There have been plenty of sequels that, in their own way, have retreaded the original material but still managed to find enough of a spin to create a story that still felt fresh and interesting. We recently covered The Karate Kid Part II, which took the bones of The Karate Kid and rearranged them to create something, just different enough that it remained fun and interesting. Escape from L.A. doesn't do that, in any way, shape, or form. It loses all sense of fun and enjoyment, crafting a film that's both soulless and stupid, vapid to the point that it's just depressing to watch.

Really, what holds the film back is that it's just so stupid. It doesn't know how to have fun, to find amusing moments of sly comedy to spike the Sci-Fi action. Where the first filmed treaded that line between knowing comedy and straight-faced action, L.A. treads right over that line, turning to the camera and mugging. Every bit of comedy is meant to say, "hey, this is a wacky future, aint it?" as if it were Bugs Bunny saying, "aint I a stinker?" And yes, it is a stinker, just not in the way the film meant. Every moment, every insipid sequence, just helps to cement the fact that this is one of the dumbest, least funny, poorly conceived sequels I've ever seen.

There's basically nothing redeeming about the film, not once it gets off the ground and starts moving. The production quality is low, with bad CGI and terrible makeup effects. The direction is lazy, without any of the daring shots or well conceived sequences you'd expect from John Carpenter.
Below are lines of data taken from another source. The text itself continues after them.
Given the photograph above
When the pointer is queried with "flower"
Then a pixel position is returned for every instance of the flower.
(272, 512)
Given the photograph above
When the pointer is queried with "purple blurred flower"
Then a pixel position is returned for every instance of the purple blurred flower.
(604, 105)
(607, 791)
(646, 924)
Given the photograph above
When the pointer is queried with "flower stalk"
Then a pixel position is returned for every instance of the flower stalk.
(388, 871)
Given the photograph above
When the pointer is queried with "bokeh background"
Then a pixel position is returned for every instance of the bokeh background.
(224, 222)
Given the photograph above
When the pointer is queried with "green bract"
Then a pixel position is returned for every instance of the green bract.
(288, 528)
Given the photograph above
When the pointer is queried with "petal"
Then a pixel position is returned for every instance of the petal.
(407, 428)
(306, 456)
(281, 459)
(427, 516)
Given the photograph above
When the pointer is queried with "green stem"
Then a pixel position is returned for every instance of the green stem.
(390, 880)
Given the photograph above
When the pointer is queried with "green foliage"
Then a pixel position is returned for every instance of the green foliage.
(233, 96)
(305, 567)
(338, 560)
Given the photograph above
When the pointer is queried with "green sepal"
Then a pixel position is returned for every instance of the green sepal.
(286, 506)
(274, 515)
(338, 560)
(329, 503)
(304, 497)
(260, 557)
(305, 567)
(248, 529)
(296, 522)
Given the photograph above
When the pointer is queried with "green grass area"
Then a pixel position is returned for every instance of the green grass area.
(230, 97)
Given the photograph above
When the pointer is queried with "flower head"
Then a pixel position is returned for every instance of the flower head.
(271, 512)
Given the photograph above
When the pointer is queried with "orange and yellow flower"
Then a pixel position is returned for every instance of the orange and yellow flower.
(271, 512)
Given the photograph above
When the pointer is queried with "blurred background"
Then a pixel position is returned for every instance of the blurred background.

The film trades insightful social commentary and good action for jokes about Hollywood (made by a Hollywood insider) and terrible action that wouldn't be out of place in a Z-grade Kevin Costner film (you know the one). It's just bad.

And then, right when you think it can't get any worse, right after it's had its "jump the shark" moment with Snake literally surfing his way through L.A. (in a short to badly designed it almost swings back around to being funny), the film manages to get even more offensively bad. Pam Grier comes in, and normally I love Pam Pam Grier, but she's cast as the trans character Hershe and I was simply appalled. It's amazing how quickly a character like this went from a Hollywood trope (let's reach under their dress to feel their dick) to the mark of a regressive and awful movie. This character, with her obvious fake deep voice, is the butt of the jokes in her scenes and you just feel bad for her, for Pam, and for everyone that had to sit here and film this, let alone everyone in the audience watching it. We've (hopefully) moved on from ever having this kind of character in our films again, a trans character who is there to be funny because "oh, she's actually a dude so lets mock her." Ugh.
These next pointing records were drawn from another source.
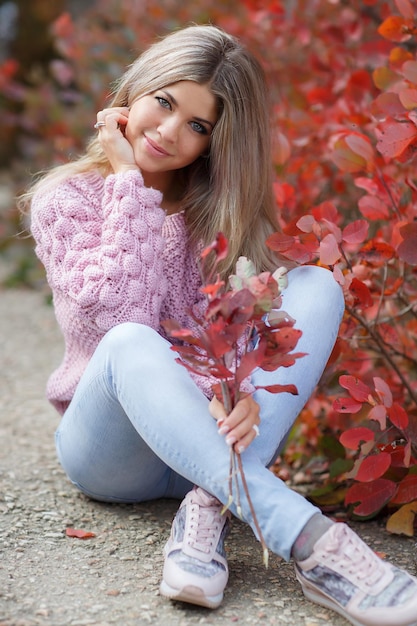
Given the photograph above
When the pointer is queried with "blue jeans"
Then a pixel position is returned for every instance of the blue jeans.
(138, 427)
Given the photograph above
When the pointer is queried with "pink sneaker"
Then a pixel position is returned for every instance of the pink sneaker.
(195, 567)
(345, 575)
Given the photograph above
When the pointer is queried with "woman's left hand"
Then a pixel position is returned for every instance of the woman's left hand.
(240, 427)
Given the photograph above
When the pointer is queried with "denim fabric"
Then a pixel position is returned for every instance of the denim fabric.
(138, 428)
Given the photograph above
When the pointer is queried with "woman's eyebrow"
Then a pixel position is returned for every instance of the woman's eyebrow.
(197, 119)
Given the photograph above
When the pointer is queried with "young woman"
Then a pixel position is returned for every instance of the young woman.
(181, 154)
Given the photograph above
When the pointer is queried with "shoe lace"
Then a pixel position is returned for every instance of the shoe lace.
(351, 554)
(205, 524)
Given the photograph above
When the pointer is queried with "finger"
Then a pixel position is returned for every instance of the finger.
(113, 118)
(217, 410)
(244, 410)
(242, 444)
(243, 431)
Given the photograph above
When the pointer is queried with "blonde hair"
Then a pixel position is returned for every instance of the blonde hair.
(230, 188)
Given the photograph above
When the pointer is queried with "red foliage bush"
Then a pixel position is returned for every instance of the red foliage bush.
(343, 80)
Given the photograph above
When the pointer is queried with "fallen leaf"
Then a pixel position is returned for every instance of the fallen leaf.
(402, 521)
(79, 534)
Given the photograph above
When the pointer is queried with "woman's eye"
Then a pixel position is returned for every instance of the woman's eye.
(163, 102)
(199, 128)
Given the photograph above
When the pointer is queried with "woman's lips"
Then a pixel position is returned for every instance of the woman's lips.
(154, 148)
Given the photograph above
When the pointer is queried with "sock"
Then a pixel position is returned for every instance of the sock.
(312, 531)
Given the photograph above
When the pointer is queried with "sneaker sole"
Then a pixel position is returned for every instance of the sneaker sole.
(190, 594)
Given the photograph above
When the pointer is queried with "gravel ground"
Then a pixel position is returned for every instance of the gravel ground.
(49, 579)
Seriously, by the end of this film I was simply drained. It's an awful, unfun, regressive, stupid, and poorly made movie. The fact that Paramount was willing throw $50 Million away on the movie absolutely boggles my mind. They should have seen the first day of dailies and said, "nope, scrap this shit, we'd be better off spending the rest of this money of cocaine." It's a movie so bad it sank the burgeoning franchise, killing the potential Escape from Earth Carpenter and Russell were trying to make and forcing Carpenter to rewrite Escape from Mars as Ghosts of Mars (which was also a terrible movie, I should note). After seeing this movie again, I have to agree: we really don't need any more adventures in the Escape From... series, not if they're going to be this bad.

Now, having written about this film for the site, let's all hope I never have to watch Escape from L.A. again. Ever.